Diese Seite ist Teil einer Ma­te­ria­li­en­samm­lung zum Bil­dungs­plan 2004: Grund­la­gen der Kom­pe­tenz­ori­en­tie­rung. Bitte be­ach­ten Sie, dass der Bil­dungs­plan fort­ge­schrie­ben wurde.


Fest­stel­lung for­ma­ler Merk­ma­le:

Quel­le: goog­le­bil­der; Man­fred Hett­ling: To­ten­kult statt Re­vo­lu­ti­on. 1848 und seine Opfer, Frank­furt 1998; Karin Groll: Al­fred Re­thel. Auch ein To­ten­tanz aus dem Jahre 1848, Meß­kirch 1998.

Titel der Erst­aus­ga­be: „Auch ein Tod­ten­tanz“; spä­te­re Volks­aus­ga­be als Ein­blatt­druck mit dem Titel „Ein Tod­ten­tanz aus dem Jahre 1848“ 

Bil­den­der Künst­ler: Al­fred Re­thel

Ver­fas­ser des „er­klä­ren­den Texts“: Ro­bert Rei­neck

Ent­ste­hungs­da­tum: Jah­res­wech­sel 1848/1849  - vor der „Reichs­ver­fas­sungs­kam­pa­gne“, Er­schei­nungs­da­tum: Mai 1849 („Aus­ge­führt im aka­de­mi­schen Ate­lier für Holz­schnei­de­kunst zu Dres­den unter Lei­tung von H. Bürk­ner")

Be­schrei­bung des Dar­ge­stell­ten und der Ge­stal­tungs­wei­se:

Blatt 1: Der Tod (Ske­lett mit Lei­chen­tuch) steigt aus einem Grab und wird von fünf Frau­en be­grüßt, die ihn für seine ihm von ihnen zu­ge­dach­te Auf­ga­be aus­rüs­ten, wäh­rend die (im Hin­ter­grund sit­zen­de) Ge­rech­tig­keit ge­fes­selt und mit ver­bun­de­nen Augen ge­fan­gen ge­hal­ten wird.

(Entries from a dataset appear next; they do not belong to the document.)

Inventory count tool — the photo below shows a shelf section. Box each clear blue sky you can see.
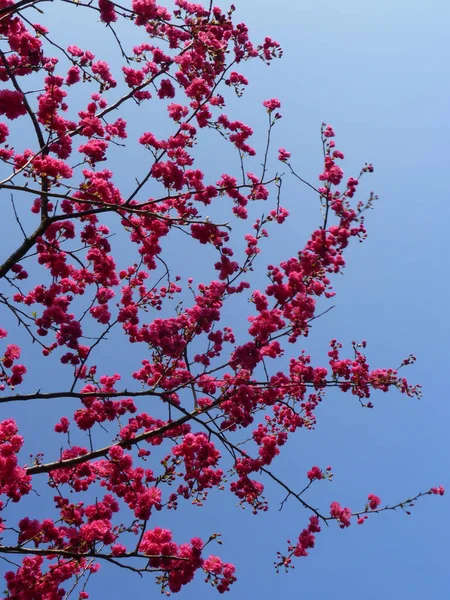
[1,0,450,600]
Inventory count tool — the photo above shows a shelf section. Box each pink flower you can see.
[368,494,381,510]
[278,148,291,162]
[263,98,281,112]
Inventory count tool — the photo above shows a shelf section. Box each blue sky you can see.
[1,0,450,600]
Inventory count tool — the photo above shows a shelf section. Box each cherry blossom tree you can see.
[0,0,444,600]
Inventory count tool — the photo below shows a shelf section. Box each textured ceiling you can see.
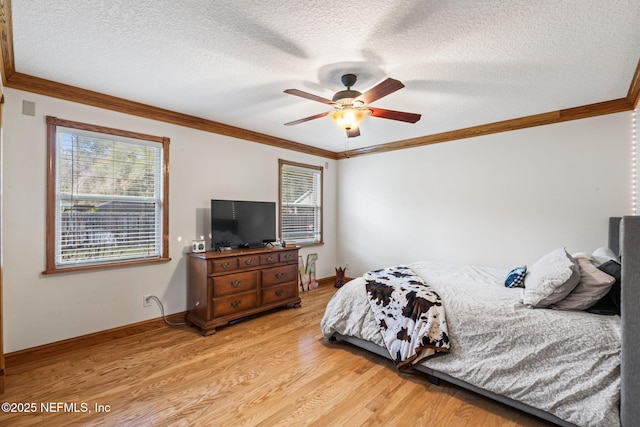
[11,0,640,152]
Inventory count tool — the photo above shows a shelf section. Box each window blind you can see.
[280,163,322,244]
[55,127,163,267]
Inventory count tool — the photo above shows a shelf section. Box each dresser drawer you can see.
[262,264,298,287]
[238,255,260,268]
[260,252,280,265]
[209,271,259,297]
[262,283,298,304]
[208,258,238,274]
[212,292,257,317]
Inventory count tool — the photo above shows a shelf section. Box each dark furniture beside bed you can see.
[187,248,300,335]
[323,216,640,427]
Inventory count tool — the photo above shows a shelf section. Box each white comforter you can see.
[321,262,621,427]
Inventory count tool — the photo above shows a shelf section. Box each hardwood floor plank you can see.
[0,286,550,427]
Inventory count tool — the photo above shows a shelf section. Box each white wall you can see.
[2,89,337,352]
[337,112,632,277]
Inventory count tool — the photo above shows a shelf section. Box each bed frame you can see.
[334,216,640,427]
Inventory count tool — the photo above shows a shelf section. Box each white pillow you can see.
[522,248,580,308]
[591,248,620,267]
[551,256,616,310]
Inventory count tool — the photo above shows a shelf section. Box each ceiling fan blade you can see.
[368,107,422,123]
[347,128,360,138]
[284,89,335,105]
[356,78,404,104]
[284,111,329,126]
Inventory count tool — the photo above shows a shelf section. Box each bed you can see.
[321,216,640,427]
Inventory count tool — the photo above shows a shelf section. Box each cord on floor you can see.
[147,295,186,326]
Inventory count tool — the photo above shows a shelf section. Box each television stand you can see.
[187,247,300,336]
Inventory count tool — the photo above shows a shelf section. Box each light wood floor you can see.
[0,286,550,427]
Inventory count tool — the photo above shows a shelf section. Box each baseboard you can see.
[4,276,351,369]
[318,276,353,286]
[4,312,187,369]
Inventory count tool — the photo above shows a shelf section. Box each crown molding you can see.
[0,0,640,160]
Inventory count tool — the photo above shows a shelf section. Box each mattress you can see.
[321,262,621,426]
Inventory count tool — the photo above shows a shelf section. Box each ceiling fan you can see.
[284,74,421,138]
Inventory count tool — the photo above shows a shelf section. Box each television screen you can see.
[211,199,276,249]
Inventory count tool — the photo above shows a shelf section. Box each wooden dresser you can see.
[187,248,300,335]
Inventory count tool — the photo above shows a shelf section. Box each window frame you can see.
[278,159,324,246]
[43,116,171,274]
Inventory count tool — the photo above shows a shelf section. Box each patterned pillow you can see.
[504,265,527,288]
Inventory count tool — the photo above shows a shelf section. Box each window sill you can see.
[296,242,324,248]
[42,258,171,275]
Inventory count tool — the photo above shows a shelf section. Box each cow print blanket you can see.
[364,266,449,370]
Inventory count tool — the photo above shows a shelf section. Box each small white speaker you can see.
[191,240,207,252]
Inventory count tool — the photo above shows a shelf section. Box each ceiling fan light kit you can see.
[284,74,421,138]
[331,107,371,130]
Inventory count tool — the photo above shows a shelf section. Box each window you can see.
[45,117,169,273]
[278,160,323,245]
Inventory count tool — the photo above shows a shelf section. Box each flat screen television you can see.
[211,199,276,250]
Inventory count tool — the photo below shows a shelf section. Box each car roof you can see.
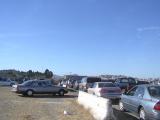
[95,82,113,84]
[137,84,159,87]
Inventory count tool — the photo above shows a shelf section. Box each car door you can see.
[121,86,138,111]
[130,86,144,113]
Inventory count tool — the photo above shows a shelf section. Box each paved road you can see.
[0,87,93,120]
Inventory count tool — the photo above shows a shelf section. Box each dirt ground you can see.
[0,87,93,120]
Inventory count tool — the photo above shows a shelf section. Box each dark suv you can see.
[79,77,102,91]
[115,78,137,91]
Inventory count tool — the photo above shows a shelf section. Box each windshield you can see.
[148,86,160,97]
[22,81,33,86]
[99,83,115,88]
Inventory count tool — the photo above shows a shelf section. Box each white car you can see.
[0,79,16,86]
[88,82,122,99]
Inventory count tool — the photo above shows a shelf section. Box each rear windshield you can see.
[121,79,128,83]
[148,86,160,97]
[99,83,115,88]
[87,78,101,83]
[22,81,33,86]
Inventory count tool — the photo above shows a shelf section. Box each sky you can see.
[0,0,160,77]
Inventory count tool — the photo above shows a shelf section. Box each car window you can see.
[92,83,97,88]
[87,78,101,83]
[22,81,33,86]
[121,79,128,83]
[148,86,160,97]
[126,87,137,96]
[129,79,136,84]
[99,83,115,88]
[134,87,144,97]
[32,82,38,87]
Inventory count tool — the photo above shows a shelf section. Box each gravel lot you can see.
[0,87,93,120]
[0,87,138,120]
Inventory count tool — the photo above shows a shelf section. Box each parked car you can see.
[73,80,81,90]
[115,78,137,91]
[0,79,16,86]
[119,85,160,120]
[79,77,101,91]
[88,82,121,99]
[12,80,68,96]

Deren Schwert über­gibt die „schlaue List“ dem Tod, deren Waage die „Lüge“; die „Toll­heit“ über­gibt ihm ein Pferd, die „Blut­gier“ eine Sense und die „Ei­tel­keit“ einen mit Hah­nen­fe­der und Ko­kar­de ge­schmück­ten Hut. Ei­ner­seits er­schei­nen die Frau­en – zu­min­dest die drei  vor­de­ren – als at­trak­ti­ve Ver­füh­re­rin­nen, an­de­rer­seits ver­wei­sen ihre Si­re­nen­fü­ße (Odys­see) auf ihren Un­heil brin­gen­den Cha­rak­ter. Au­ßer­dem zu er­ken­nen ist ein um­ge­stürz­tes Kreuz und eine Dis­tel. Wich­ti­ge De­tail­in­for­ma­tio­nen (zu den Frau­en­fi­gu­ren) sind nur dem Text zu ent­neh­men (Aus­nah­me: Ei­tel­keit – Pfau­en­mus­ter des Rocks, Schmuck­band im Haar, ent­blöß­ter Busen, Spie­gel; schlaue List – Schlan­ge, Fuchs­schwanz; Lüge – Maske vor dem Ge­sicht).

Blatt 2: Der rau­chen­de, mit Reit­s­tie­feln und Spo­ren, einem Sol­da­ten­man­tel und dem fe­der­ge­schmück­ten Hut be­klei­de­te Tod rei­tet – be­glei­tet von (Un­heil und Tod kün­den­den) Raben – auf eine am Ho­ri­zont er­kenn­ba­re Stadt zu; zwei Bäue­rin­nen neh­men Reiß­aus. Text nur Er­läu­te­rung des Bil­des.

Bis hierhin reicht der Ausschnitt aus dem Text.